The aim of Tablighi Jamaat is spiritual reformation of Muslims through the grass roots level and reaching out to all Muslims of the world to bring them closer to the directives of Allah (god) and life practices of Prophet Muhammad.
Tablighi Jamaat began to expand its activities outside India in 1946, and within two decades the group reached Southwest and Southeast Asia, Africa, Europe, and North America. Before Europe, the movement first established itself in the United States. It established a large presence in Europe during the 1970s and 1980s. In 1978, with the construction of the Dewsbury Markaz (center) in England, UK became the European headquarters of Tablighi Jamaat with a strong branch in France, primarily due to the large South Asian population that began to immigrate to Europe. By 2007, Tablighi Jamaat members were situated at 600 of Britain’s 1350 Mosques.
After the collapse of the Soviet Union, in 1991, the movement expended it activities into Central Asia. By 2008, the organization had a presence in nearly 120 countries and had become a leading revivalist movement. However, it maintains a majority presence in India, Pakistan and Bangladesh with its international headquarters in the Nizamuddin West district of Delhi, India, called Nizamuddin Markaz. The Tablighi Jamaat condemns and opposes “extremism and militancy in the name of Islam” and any attempt to enforce Shariaa: “Shariaa cannot be enforced at gunpoint” said the local leader (Emir) of Tablighi Jamaat in Pakistan when referring to the Taliban and the Swat-Crisis, in 04/29/2009.
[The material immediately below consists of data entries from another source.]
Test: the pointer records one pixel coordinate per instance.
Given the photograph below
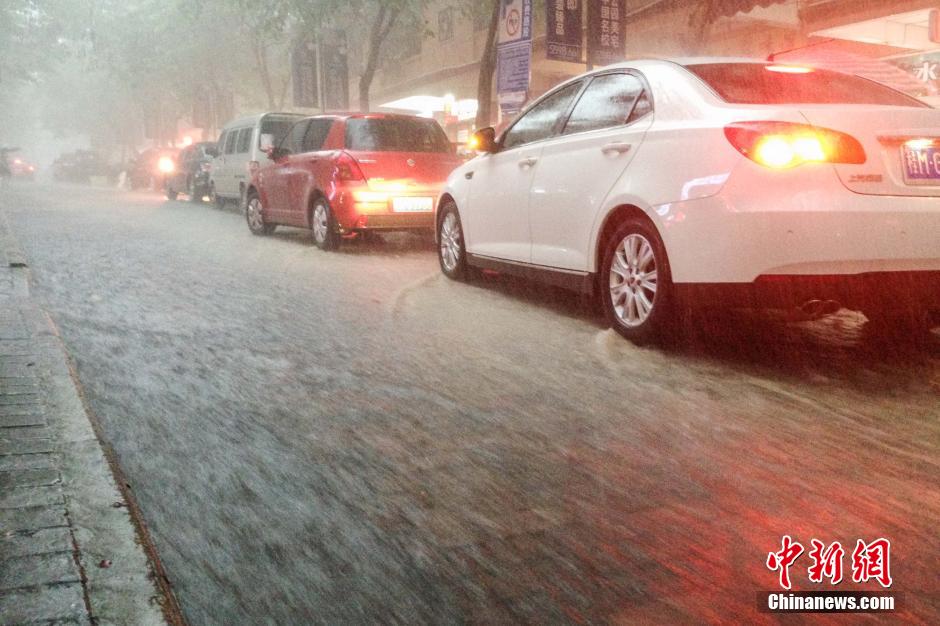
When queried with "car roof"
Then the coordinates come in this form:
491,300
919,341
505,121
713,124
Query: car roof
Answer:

Despite its pacifist stance, Tablighi Jamaat has appeared on the fringes of numerous terrorism investigations. One of the London 7/7 suicide bombers, Shehzad Tanweer, studied at the Deobandi seminary in Dewsbury and Mohammad Sidique Khan, the leader of the London 7/7 terror plot, was a regular worshipper at the adjoining mosque. Richard Reid, the shoe bomber, was said to have been influenced by Tablighi Jamaat, several of whose adherents were also among those arrested last year over an alleged plot to blow up transatlantic airliners.